I guess this is how the souvenir business was spawned. A way of holding on.

I feel small because my ego remembers how insignificant I am in this ever-flowing stream of forgotten generations, coming and going. Each generation with it passions, pressures, pipe dreams. Long forgotten. (What of mine?)

I imagine skirmishes, struggles, strivings. Once so important!

Surely meaningless energies now as I stand before the stunning remnants of their ambition. Who remembers their names except what’s scratched on gravestones? I feel small because my ego wonders about purpose. Part of me wants to curl up into ball. Helpless. Part of me wants to scream and simply step off . . . yet, I want desperately to stay, to take in more, as much as my capacity allows.

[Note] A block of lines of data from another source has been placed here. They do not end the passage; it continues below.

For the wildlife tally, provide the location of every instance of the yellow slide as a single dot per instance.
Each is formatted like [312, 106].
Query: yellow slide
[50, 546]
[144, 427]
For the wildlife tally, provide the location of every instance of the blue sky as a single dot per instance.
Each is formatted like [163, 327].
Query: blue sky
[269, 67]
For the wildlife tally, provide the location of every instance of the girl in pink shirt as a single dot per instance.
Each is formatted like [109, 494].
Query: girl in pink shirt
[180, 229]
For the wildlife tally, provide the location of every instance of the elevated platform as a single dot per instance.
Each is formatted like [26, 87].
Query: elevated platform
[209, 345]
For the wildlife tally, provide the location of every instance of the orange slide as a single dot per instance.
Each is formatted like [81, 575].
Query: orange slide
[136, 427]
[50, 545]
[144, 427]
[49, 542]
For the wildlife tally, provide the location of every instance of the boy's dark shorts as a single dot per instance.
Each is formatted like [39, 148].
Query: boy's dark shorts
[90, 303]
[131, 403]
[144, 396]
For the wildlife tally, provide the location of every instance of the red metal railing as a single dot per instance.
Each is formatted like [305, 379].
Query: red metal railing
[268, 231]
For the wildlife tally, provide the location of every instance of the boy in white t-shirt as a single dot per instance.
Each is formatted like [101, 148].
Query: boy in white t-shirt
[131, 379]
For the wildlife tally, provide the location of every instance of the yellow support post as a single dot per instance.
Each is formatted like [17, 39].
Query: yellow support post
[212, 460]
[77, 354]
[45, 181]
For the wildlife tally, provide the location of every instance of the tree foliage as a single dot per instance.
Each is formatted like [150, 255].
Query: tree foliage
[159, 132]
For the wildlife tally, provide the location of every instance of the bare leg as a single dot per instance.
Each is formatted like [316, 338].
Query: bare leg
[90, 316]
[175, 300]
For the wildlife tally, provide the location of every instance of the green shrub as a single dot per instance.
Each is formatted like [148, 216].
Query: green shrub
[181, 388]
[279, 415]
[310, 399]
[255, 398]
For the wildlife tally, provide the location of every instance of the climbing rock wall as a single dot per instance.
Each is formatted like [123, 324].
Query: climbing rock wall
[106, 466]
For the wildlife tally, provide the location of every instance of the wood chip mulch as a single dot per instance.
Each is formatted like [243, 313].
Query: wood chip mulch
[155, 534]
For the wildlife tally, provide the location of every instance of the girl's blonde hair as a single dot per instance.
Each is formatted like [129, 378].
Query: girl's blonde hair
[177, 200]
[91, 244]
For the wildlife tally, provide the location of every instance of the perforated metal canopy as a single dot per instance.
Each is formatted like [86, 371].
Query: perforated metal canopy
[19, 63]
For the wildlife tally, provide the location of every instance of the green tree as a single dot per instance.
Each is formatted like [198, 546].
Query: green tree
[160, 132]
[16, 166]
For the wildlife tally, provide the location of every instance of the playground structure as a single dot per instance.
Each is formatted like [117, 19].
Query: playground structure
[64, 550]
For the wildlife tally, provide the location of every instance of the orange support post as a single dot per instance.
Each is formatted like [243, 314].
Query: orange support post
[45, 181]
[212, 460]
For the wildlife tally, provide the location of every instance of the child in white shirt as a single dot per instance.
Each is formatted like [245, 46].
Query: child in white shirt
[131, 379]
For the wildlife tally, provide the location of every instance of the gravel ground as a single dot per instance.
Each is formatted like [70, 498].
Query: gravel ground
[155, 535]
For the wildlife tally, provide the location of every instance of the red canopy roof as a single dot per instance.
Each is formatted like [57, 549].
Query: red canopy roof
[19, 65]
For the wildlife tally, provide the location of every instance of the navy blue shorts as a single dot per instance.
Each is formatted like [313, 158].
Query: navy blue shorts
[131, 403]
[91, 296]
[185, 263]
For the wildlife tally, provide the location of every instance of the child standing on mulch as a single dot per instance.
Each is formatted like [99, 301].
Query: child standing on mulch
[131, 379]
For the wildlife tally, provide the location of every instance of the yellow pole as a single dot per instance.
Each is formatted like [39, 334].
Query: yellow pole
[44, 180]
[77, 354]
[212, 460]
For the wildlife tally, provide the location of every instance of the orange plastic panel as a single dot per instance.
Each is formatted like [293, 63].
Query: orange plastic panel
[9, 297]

I take a second look towards my restless children.

I feel emotional. (Never quite sure why I feel so dog-gone emotional.) I imagine what may have happened in this 16th century home. How many deaths, dinners, dreams have these walls experienced in 500 years?

I stand in the middle of the room and refuse to go when everyone else has seen enough. What more is there to see?

Instead, I listen for the voice of an 18th century child, fearfully shouting, “The Spanish are coming!”

I breathe the air — as deeply as I can, searching for a hint of something. What?!?

I listen for the 17th century voice of the downcast doctor who whispers that mother and baby were lost during the delivery. The 19th century reports that dad was lost at sea. The 20th century boy, nervously crying, “The Nazis are in the next street.”

I look for clues in the cracks of the ceiling, maybe messages scratched into the walls.

I’m a little undone until . . .

Another kind of emotion dawns on me when one of the kids reports a flat on her bike and demands to know how we’re going to get home to Rotterdam . . . I hate bike repairs.